A. In this week’s parsha, Hashem commands that Bnai Israel conduct another census. Throughout the Torah, there have already been three other accounts of the Jews being counted:
1. When the members of Yakov’s family traveled to Egypt, the Torah records there being seventy people.
2. When the Jews left Egypt the Torah records that 600,000 men departed. (Hashem called for a second count to show how plentiful the Jewish nation became in such a short time, despite any plans to exterminate the Jewish people.
3. On eleven of Tishrei, after the sin of the Golden Calf, the Jews were counted a third time.
What is the sense of all this counting? Why does Hashem need to count the people? Doesn’t He already know how many people there are? What is going on here?
One purpose for this additional counting, according to Gur Aryeh, was to ascertain each member of Bnai Israel’s ancestry. Seeing that the Mishkan- tabernacle or temple in the desert- had been inaugurated for one month, this area was Bnai Israel’s permanent home. So to, because the area had been established as permanent, Hashem’s shechina-Divine presence- was now permanently established in the Mishkan. Moreover, it is appropriate to have each family aware of their lineage so that the shechina can rest accordingly on each family.
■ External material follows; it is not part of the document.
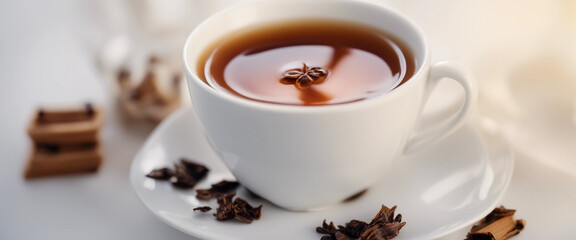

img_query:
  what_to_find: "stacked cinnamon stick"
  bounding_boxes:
[25,104,102,178]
Additionally, in this week’s parsha, the Jews were counted a fourth time, on the 1st of Iyar, because Hashem had scheduled for the Jews to enter the land of Israel twenty days later (of course this was before the sin of the spies, which caused the infamous forty year sojourn throughout the wilderness). The purpose of this count was to determine which men would qualify to serve in the army to conquer the land of Israel.
Furthermore, Hashem counts the Jewish people as many times as He does for one reason: Bnai Israel is a precious nation to Hashem. When something is precious to someone, one calculates it with much more scrutiny (For example: a diamond dealer counts his stones over and over for accuracy, after a work day businesses meticulously count their daily earnings). Every single Jew is valuable to Hashem. From the many times Hashem counts the Jewish people, we can see how treasured we truly are to Him. Rather than feeling like another “Jew amongst the crowd,” each and every single one of us should take pride in the fact that Hashem, the creator of infinite wisdom, who is so great that we can never cease to imagine His wondrous ways, cares about each and every single one of us individually! That alone is a lot to swallow, so sip slowly and remember how significant you are in the eyes of the Holy One.